Netaş, elde ettiği uluslararası deneyimi, yazılım yaşam döngüsünün her aşamasında etkili bir şekilde kullanmaktadır. Özellikle yazılım test ve kalite süreçleri, uzun yıllara dayanan tecrübesiyle geliştirilmiş ve uluslararası standartlara uygun niteliktedir. İşte bu bilgi birikimini paylaşmak amacıyla 2011 yılında Netaş Test Merkezi kurulmuştur. Test Merkezi, kurulduğu günden bu yana özellikle Finans ve Telekomünikasyon sektörlerindeki şirketlerin yazılım test ve kalite alanında vazgeçilemez iş ortağı olmuştur. Ayrıca Ar-Ge ekiplerinin geliştirdiği test ürünlerini Visium Labs markası altında müşterilerine sunmaktadır. Bu ürünler hem Türkiye'de hem de yurtdışında tercih edilmektedir. 2021'de Azerbaycan'a ilk Visium Labs test ürünü ihraç edilmiştir. 2020'de ise Visium Labs ürünleri "The European Software Testing Awards" ödüllerinde "En İyi Test Otomasyon Projesi - Fonksiyonel" kategorisinde finale kalmıştır. 2021'de Visium Farm, "19. TESİD Yenilikçilik ve Yaratıcılık Ödülleri"nde finale kalarak ödüle layık görülmüş, Visium Labs ürünleri, 2022'de "YASAD Türk Yazılım Eserleri Arşiv ve Ansiklopedi"nde yer almış ve aynı yıl "YASAD Milli Teknoloji ve Teknogirişim Ödülleri"ne aday gösterilmiştir.

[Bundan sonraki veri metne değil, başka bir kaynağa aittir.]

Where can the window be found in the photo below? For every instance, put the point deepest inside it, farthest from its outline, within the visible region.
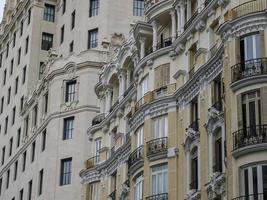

NETAŞ 57 yıllık serüveninde ülkenin ihtiyaçları neredeyse orada oldu. Bilişimde Türk mühendislerinin bilgi ve yaratıcılığının adresi olarak büyük başarılara imza attı. Bu başarıların ardında saklı olan sözcük NETAŞ çalışanlarının hep birlikte tutku ve heyecanla sahiplendikleri yuvalarına olan aidiyetleriydi. NETAŞ’lılar 57 yıllık bu tarihte kuşaktan kuşağa NETAŞ’lı olmayı bir ayrıcalık olarak yaşadı. Bütün bu değerlerin toplamı onları NETAŞ ailesi yaptı. NETAŞ, 1960 ruhuyla bugüne kadar geldi. Bu ruh? Ülkemizde tasarlayalım, ülkemizde üretelim, ülkemiz için çalışalım, yani milli bir ruhtu. NETAŞ o heyecanını hiç kaybetmedi.